You once said that you provided the geometry and he provided the baroque.

JC:

Well, that’s about the same thing that I have been saying now.  It was interesting because it forced both of us a little bit outside of our limitations,  And I was forced into more, shall we say lyricism than I would have on my own, and Claudel perhaps was forced into more solidity of plastic, of art than he would have otherwise.
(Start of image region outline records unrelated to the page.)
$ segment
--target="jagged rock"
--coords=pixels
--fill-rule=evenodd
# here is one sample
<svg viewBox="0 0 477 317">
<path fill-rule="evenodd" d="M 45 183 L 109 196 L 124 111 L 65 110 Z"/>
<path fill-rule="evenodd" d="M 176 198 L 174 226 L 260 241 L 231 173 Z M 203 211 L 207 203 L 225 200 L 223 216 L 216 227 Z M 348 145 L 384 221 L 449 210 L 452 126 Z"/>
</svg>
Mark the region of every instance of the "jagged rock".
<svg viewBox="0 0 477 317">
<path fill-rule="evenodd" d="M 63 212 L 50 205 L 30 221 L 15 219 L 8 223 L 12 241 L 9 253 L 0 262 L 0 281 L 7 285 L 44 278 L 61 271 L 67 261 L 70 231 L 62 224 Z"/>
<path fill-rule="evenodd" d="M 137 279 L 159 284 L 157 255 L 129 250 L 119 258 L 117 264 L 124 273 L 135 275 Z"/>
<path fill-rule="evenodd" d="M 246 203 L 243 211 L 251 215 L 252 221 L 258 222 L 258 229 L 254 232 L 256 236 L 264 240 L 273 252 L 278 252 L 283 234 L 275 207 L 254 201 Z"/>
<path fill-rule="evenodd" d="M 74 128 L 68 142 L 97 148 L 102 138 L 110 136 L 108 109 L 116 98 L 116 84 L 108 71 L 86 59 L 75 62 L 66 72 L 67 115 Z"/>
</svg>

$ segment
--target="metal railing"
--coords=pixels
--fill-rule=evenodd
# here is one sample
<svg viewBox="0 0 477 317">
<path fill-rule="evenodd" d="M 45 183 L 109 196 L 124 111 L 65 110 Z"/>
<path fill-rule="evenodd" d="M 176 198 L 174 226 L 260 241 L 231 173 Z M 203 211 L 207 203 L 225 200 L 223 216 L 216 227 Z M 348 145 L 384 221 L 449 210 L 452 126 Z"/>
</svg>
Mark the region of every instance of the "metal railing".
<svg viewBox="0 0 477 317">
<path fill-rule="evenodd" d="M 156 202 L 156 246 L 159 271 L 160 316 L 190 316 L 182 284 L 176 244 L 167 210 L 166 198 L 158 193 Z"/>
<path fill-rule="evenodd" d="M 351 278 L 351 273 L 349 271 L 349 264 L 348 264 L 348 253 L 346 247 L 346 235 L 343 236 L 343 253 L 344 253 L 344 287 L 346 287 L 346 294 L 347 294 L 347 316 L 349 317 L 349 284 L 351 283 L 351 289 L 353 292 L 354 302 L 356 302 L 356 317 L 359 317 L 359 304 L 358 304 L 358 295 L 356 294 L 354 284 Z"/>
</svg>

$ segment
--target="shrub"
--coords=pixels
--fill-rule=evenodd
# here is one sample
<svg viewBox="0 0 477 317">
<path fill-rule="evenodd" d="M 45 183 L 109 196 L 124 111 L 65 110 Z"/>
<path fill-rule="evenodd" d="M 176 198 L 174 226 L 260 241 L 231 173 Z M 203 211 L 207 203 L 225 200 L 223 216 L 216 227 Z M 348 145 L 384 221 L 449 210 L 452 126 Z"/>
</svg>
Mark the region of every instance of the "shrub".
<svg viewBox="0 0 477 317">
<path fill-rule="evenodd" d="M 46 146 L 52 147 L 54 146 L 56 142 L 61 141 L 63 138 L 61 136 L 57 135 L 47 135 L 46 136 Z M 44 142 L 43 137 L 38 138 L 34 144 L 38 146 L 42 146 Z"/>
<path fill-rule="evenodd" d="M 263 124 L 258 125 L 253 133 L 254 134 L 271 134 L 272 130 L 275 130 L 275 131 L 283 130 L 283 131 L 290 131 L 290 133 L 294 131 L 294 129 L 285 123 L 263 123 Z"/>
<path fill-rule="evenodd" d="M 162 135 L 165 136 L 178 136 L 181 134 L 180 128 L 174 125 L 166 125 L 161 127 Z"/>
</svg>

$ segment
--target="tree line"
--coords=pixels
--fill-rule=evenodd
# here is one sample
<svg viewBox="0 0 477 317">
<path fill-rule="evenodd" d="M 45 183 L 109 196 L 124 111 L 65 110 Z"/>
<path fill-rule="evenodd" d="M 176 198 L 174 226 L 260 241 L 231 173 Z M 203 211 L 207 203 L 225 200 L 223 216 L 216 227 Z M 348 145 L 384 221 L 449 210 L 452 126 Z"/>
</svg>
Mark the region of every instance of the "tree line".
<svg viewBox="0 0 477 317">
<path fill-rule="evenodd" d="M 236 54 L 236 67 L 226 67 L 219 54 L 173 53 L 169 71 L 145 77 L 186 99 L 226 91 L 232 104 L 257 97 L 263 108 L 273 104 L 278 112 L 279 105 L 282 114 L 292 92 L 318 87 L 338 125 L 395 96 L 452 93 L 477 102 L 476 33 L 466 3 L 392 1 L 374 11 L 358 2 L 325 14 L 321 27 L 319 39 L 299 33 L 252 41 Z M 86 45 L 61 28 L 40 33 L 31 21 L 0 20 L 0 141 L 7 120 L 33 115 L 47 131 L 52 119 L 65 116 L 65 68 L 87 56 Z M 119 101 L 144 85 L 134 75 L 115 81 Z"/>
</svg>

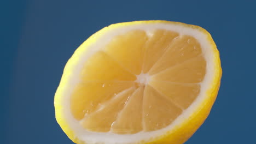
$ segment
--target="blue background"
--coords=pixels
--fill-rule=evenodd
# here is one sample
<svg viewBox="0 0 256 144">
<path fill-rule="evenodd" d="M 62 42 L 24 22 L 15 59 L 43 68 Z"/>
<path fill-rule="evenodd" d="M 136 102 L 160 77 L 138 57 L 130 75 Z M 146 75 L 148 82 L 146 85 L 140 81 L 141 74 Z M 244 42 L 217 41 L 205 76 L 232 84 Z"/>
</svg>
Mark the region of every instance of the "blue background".
<svg viewBox="0 0 256 144">
<path fill-rule="evenodd" d="M 218 98 L 185 143 L 256 143 L 255 1 L 27 0 L 1 6 L 3 143 L 73 143 L 53 104 L 65 63 L 103 27 L 146 20 L 200 26 L 220 51 Z"/>
</svg>

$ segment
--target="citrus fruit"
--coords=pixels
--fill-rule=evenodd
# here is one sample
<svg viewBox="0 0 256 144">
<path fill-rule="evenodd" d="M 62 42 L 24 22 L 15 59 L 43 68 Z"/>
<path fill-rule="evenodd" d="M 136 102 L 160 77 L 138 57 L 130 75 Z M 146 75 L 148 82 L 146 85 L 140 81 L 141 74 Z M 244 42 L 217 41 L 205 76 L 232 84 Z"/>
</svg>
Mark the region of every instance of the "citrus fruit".
<svg viewBox="0 0 256 144">
<path fill-rule="evenodd" d="M 183 143 L 208 115 L 221 75 L 218 51 L 202 28 L 112 25 L 69 59 L 56 118 L 77 143 Z"/>
</svg>

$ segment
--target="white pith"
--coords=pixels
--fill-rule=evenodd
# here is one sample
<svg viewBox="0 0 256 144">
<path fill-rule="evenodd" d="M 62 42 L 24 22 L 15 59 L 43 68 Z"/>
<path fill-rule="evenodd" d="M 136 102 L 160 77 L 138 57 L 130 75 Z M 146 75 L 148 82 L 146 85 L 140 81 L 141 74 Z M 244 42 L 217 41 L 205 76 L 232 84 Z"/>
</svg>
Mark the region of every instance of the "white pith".
<svg viewBox="0 0 256 144">
<path fill-rule="evenodd" d="M 147 85 L 150 79 L 150 76 L 149 74 L 143 73 L 136 75 L 136 77 L 137 79 L 135 81 L 135 82 L 137 82 L 141 85 Z"/>
<path fill-rule="evenodd" d="M 163 129 L 149 132 L 139 132 L 134 134 L 117 134 L 109 133 L 98 133 L 86 131 L 79 124 L 79 121 L 75 119 L 70 110 L 70 97 L 72 95 L 73 90 L 75 86 L 75 84 L 79 82 L 79 74 L 81 71 L 84 62 L 95 53 L 101 51 L 104 48 L 104 46 L 108 44 L 111 39 L 118 35 L 125 33 L 131 30 L 143 30 L 146 31 L 147 34 L 152 34 L 152 32 L 156 29 L 164 29 L 169 31 L 173 31 L 178 32 L 180 35 L 189 35 L 194 37 L 200 43 L 202 54 L 207 62 L 206 73 L 204 80 L 201 83 L 201 88 L 198 97 L 191 104 L 191 105 L 178 116 L 173 122 L 170 125 Z M 62 99 L 63 107 L 62 112 L 65 117 L 68 125 L 73 130 L 74 135 L 77 138 L 88 143 L 130 143 L 138 142 L 141 140 L 147 141 L 149 139 L 162 135 L 167 131 L 172 130 L 174 126 L 178 125 L 182 123 L 184 119 L 188 118 L 189 116 L 193 113 L 197 109 L 197 106 L 200 105 L 205 99 L 206 91 L 209 88 L 209 86 L 213 81 L 213 76 L 214 74 L 214 57 L 211 53 L 212 50 L 210 49 L 211 45 L 207 40 L 207 36 L 205 34 L 191 28 L 185 27 L 181 25 L 175 25 L 174 24 L 166 23 L 150 23 L 150 24 L 136 24 L 131 26 L 126 26 L 124 27 L 112 28 L 111 31 L 104 33 L 100 38 L 97 39 L 97 41 L 89 46 L 87 49 L 84 49 L 83 53 L 81 55 L 82 57 L 79 57 L 80 59 L 77 61 L 76 64 L 72 65 L 73 67 L 72 71 L 67 78 L 67 83 L 69 83 L 68 88 L 63 88 L 62 93 L 59 94 L 63 97 Z M 136 82 L 138 83 L 147 85 L 150 79 L 147 74 L 141 74 L 137 75 L 137 79 Z M 126 143 L 124 143 L 125 142 Z"/>
</svg>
The people that he worked with before, José Maria Sert,8 for example, which had been one of his best friends among the artists, were a little doubtful as artists though they did grand things.  Sert could decorate cathedrals and so on.  He did, in fact, the Rockefeller Center when Rivera’s pictures were destroyed there; the frescoes were destroyed at Rockefeller Center.  José Maria Sert was chosen to decorate the Center, and he did it with that enormous dash of his, which is absolutely the opposite, at the opposite pole from Rivera.  I liked Sert.  He was a grand conversationalist.  He was a little bit of a cynic, and he would tell me how he had learned his craft of painting with a man who was a faker.  He said it was the greatest faker that ever was, that he could fake any picture by any Old Master, and that there was only one thing that he couldn’t fake, by his own admission, that was the whites of Titian.  And he said, “I’m proud of my master.  His pictures are in all the great museums of the world.”  And Sert admitted that he himself was a little bit of a faker too, that he was putting together those Old Masters and getting those magnificent-looking pictures.  Though he was a very agreeable man, I think that his art has a little bit of that quality of fakery.  And Claudel perhaps was not refined enough at the time with his eyes to make the difference in Sert between the fake and the genuine, or perhaps simply he was such a friend that he didn’t want to see it.  But I was there in a circle that was dubious, I would say, from the point of view of the plastic arts.  And I think that the Apocalypse, however baroque, and so on, however Claudel it is, I still manage in it some good help as far as art goes.


↑ 1

Paul Claudel, L’Annonce faite à Marie (1912); L’Échange (1899); L’Ôtage (1911).

↑ 2

Saint-John Perse (1887–1975) was a poet associated with Claudel and other writers connected to the Nouvelle Revue Française group in the 1920s.

↑ 3

Unidentified.  Possibly, Saint-Jean Perse, Pluies (1943).

↑ 4

Kulebiaka or koulibiaka.  Charlot is using the French word.

↑ 5

Paul Claudel, “The Gods Churn the Sea,” The Forum 82 (August 1929): 95 ff.

↑ 6

Paul Claudel, Au milieu des vitraux de l’Apocalypse (1966).

↑ 7

Bound in two volumes and titled  “Claudel–Apocalypse, Charlot Sketches, 1932,” these drawings are in the JCC.

↑ 8

Catalan-born José Maria Sert’s (1874–1945) murals at the Rockefeller Center include American Progress, installed in 1937 behind the information desk, and Time, painted on the lobby’s ceiling.  Diego Rivera’s controversial mural in the Center’s lobby, Man at the Crossroads, painted in 1932–1933, was ordered destroyed by the Rockefellers in 1934.